Feit waarop de straf is gebaseerd
De verdachte heeft een pistool met bijbehorende munitie voorhanden gehad. Het grote gevaar is dat het wapen op enig moment ook daadwerkelijk wordt gebruikt met alle mogelijke gevolgen van dien. Het feit is dan ook bijzonder gevaarzettend. Daarnaast zorgt ook het enkele bezit van een vuurwapen in de samenleving niet alleen voor gevoelens van angst en onveiligheid maar wordt dit ook als schokkend ervaren en daardoor ook ten strengste afgekeurd. Reden waarom hiertegen streng en zeer consequent dient te worden opgetreden.
7.3.
Persoonlijke omstandigheden van de verdachte
7.3.1.
Strafblad
De rechtbank heeft acht geslagen op een uittreksel uit de justitiële documentatie van 5 maart 2022, waaruit blijkt dat de verdachte eerder met politie en justitie in aanraking is gekomen. Dit ging echter niet om aan de Wet wapens en munitie gerelateerde feiten.
7.3.2.
Rapportage
Reclassering Nederland te Haarlem heeft een rapport over de verdachte opgemaakt, gedateerd 25 januari 2022. Hieruit blijkt dat de reclassering het recidiverisico als gemiddeld inschat, maar geen mogelijkheden ziet om met interventies of toezicht dat risico te beperken of het gedrag te veranderen. De verdachte wil zijn problemen zelfstandig aanpakken en vindt, mede vanwege zijn ontkenning, gedragsverandering ook niet nodig.
7.4.
Strafmaatverweren
De raadsman heeft in het kader van de strafmaat betoogd dat er onvoldoende grond was om de auto van de verdachte een stopteken te geven.
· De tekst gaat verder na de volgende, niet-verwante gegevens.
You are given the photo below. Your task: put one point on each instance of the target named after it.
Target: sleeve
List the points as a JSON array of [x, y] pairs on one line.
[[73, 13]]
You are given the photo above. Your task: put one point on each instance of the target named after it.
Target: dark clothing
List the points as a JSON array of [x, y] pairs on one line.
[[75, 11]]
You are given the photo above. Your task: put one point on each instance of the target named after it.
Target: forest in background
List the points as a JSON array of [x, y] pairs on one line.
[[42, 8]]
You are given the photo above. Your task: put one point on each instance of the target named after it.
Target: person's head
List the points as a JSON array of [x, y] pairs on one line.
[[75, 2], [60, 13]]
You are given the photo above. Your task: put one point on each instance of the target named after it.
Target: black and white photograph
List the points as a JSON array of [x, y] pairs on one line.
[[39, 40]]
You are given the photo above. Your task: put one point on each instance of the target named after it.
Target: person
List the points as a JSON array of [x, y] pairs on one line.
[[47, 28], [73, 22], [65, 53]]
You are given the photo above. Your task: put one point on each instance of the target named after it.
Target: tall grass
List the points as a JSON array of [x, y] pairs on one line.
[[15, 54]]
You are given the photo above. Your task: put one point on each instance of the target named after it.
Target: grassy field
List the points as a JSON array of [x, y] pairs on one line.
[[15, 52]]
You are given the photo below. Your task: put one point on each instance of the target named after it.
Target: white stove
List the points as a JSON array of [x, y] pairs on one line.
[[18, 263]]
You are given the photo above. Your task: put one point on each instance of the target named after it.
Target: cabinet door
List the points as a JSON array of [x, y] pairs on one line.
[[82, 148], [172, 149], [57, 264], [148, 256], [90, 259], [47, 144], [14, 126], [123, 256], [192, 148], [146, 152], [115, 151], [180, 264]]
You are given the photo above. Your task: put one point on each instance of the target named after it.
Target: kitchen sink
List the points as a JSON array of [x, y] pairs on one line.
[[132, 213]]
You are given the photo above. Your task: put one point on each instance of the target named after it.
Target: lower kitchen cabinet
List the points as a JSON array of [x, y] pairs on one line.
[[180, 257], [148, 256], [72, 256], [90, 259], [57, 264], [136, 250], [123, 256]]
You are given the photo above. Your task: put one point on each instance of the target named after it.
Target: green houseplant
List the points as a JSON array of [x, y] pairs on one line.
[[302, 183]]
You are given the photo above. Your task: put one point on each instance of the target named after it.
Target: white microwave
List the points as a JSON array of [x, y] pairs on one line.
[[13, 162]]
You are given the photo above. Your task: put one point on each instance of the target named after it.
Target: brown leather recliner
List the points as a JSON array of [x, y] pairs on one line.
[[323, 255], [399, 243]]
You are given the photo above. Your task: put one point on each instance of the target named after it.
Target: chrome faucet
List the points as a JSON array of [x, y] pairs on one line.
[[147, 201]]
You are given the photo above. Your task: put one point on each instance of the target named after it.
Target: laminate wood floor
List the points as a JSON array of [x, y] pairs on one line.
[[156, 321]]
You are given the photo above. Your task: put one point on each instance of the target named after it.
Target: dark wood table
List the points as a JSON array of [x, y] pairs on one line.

De informatie die de politie in het proces-verbaal van staandehouding opvoert, namelijk dat de auto op naam van de verdachte stond, is immers onjuist. De auto stond op naam van de vader van de verdachte.
Uit het proces-verbaal van bevindingen van de verbalisanten [naam verbalisant 1] en [naam verbalisant 2] van 4 december 2021 kan worden afgeleid dat het stopteken in eerste instantie is gegeven teneinde de verdachte te onderwerpen aan een Wegenverkeerswetcontrole. Bij een vordering ex artikel 160 van de Wegenverkeerswet 1994 tot het doen stilhouden van een motorrijtuig gaat het niet om een strafvorderlijk dwangmiddel voor de toepassing waarvan een redelijk vermoeden van schuld dient te bestaan, maar om een controlebevoegdheid, die tegen een bestuurder van een motorrijtuig kan worden aangewend. Er hoeft dus geen bijzondere aanleiding te zijn voor het geven van deze vordering. De enkele stelling dat op grond van onjuiste informatie een stopteken aan de verdachte is gegeven, voor zover hier al sprake van zou zijn, leidt dan ook niet tot enige onrechtmatigheid. Daarbij merkt de rechtbank nog op dat van enig misbruik van bevoegdheden door de politie niets is gesteld en dit ook niet is gebleken. De rechtbank verwerpt het verweer.
De raadsman heeft voorts aangevoerd dat de politie met het plaatsen van bodycam-beelden van de aanhouding van de verdachte op YouTube de privacy van de verdachte geschonden heeft. De verdachte is duidelijk op de beelden te herkennen. Hierdoor heeft hij schade geleden. Dit zou moeten worden verdisconteerd in de strafmaat.
Op de YouTube-beelden is de aanhouding van de verdachte te zien, maar het gezicht van de verdachte is steeds onherkenbaar gemaakt (geblurd). Wat overigens in beeld is gebracht, is niet zodanig kenmerkend dat gezegd kan worden dat de verdachte ‘herkenbaar’ is. Het verweer mist dus feitelijke grondslag en wordt door de rechtbank verworpen.
7.5.
Conclusies van de rechtbank
Gelet op hetgeen de rechtbank hierboven heeft overwogen, komt zij tot de volgende conclusies.
Gezien de ernst en de aard van het feit kan niet anders worden gereageerd dan met het opleggen van een gevangenisstraf. Bij de bepaling van de duur van de gevangenisstraf heeft de rechtbank acht geslagen op de oriëntatiepunten zoals vastgesteld in het Landelijk Overleg Vakinhoud Strafrecht (LOVS) waarbij voor het voorhanden hebben van een vuurwapen van categorie III een gevangenisstraf van 8 maanden wordt gehanteerd, in het geval van een first-offender. De rechtbank ziet in de bijzondere omstandigheden van het geval, waarbij zij niet geheel kan uitsluiten dat het vuurwapen niet aan de verdachte maar aan zijn medepassagier toebehoorde, reden om daar enigszins in het voordeel van de verdachte van af te wijken.
Alles afwegend acht de rechtbank een gevangenisstraf van zes maanden passend en geboden.
Tenuitvoerlegging van de op te leggen gevangenisstraf zal plaatsvinden binnen de penitentiaire inrichting, tot het moment dat de veroordeelde in aanmerking komt voor deelname aan een penitentiair programma als bedoeld in artikel 4 Penitentiaire beginselenwet, dan wel de regeling van voorwaardelijke invrijheidsstelling als bedoeld in artikel 6:2:10 Wetboek van Strafvordering aan de orde is.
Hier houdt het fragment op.